Yes, I believe everyone should think of low intensity as a base period. Even @BlackTek saw rather small gains during his recent base period, but then afterwards, as soon as he jumped into something more intensity, he saw much bigger gains than he saw in the previous year. So while the low intensity might not produce results in itself, it might lead the way to allowing your body to produce results with higher intensity later. Which is just what you saw. You were saying you did low intensity, you didn’t see much. Then you jumped into some higher intensity and you saw gains. The lower intensity might have helped in that process. Gives you a time of recovery.

2 Likes

I’ve been humbled by this experience. I thought I was doing things right and was a non-responder / slow-responder but that doesn’t appear to be the case. I think I was just training wrong.

I’m very reluctant to give others advice now because I think each person has a unique background and my experience isn’t going to match a lot of people. I definitely don’t want to parrot advice.
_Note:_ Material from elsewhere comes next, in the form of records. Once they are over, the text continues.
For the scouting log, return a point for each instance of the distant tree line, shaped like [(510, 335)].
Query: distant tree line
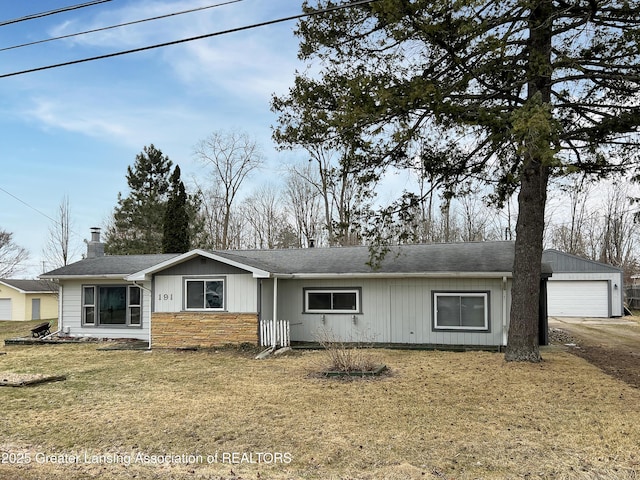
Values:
[(321, 202)]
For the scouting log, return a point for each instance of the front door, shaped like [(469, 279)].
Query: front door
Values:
[(35, 309)]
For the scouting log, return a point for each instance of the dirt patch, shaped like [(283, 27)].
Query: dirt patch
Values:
[(611, 345)]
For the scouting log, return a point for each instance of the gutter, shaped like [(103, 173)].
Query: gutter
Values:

BlackTek is a different case than me because he is well trained and has higher volume. He showed his fat oxidation curve and the shape is more like a pro’s than an amateur’s curve. I think it is awesome what he has been able to achieve.

You may be right with your assessment about my situation, but I’m not sure. I think the past 3 years were basically maintenance. I can be negative about it and call it a “3-year plateau” or I can be more positive and call it “maintenance”.

I’m convinced if I just kept following Matt Wilper’s advice this whole time I would have kept improving until I had a plateau, but the plateau would have occurred at a higher FTP.

I think If you don’t have enough volume then zone 2 rides of less than X duration are maintenance / filler and X depends upon the rider in question. I would say for me 2 hours is probably the minimum to get adaptation out of it.

I’ve been frustrated / angry about this topic, but that has passed and I’ve accepted it now. Live and learn I guess. Find your own True North and live to those principals, but sometimes you pick the wrong principles. :slight_smile:

Dave

Yes, each person needs to experiment to find what works for them and try to understand their body. I have said this many times but I was running for two years, and ran a marathon and than after that did 100 days in a row starting at 130bpm of 15-30 minutes a day and ended at 100bpm at the same pace. This is a 30% improvement after two years of running, meaning a decent base level and this was 100 days of 99% zone 1/2. This was less than 3 hours a week. This is running, this was me following very strict Maffetone protocol. So as you said the individual person matters, their history, the exact training they are doing and likely the sport.

You will likely see a plateau, and it sounds like it will be a higher one which is super fun. When you get one, you likely need to mix it up. Most people that are consistent like yourself need some level of periodization. The most popular is going from a base period to a peak period. The peak period should be hard.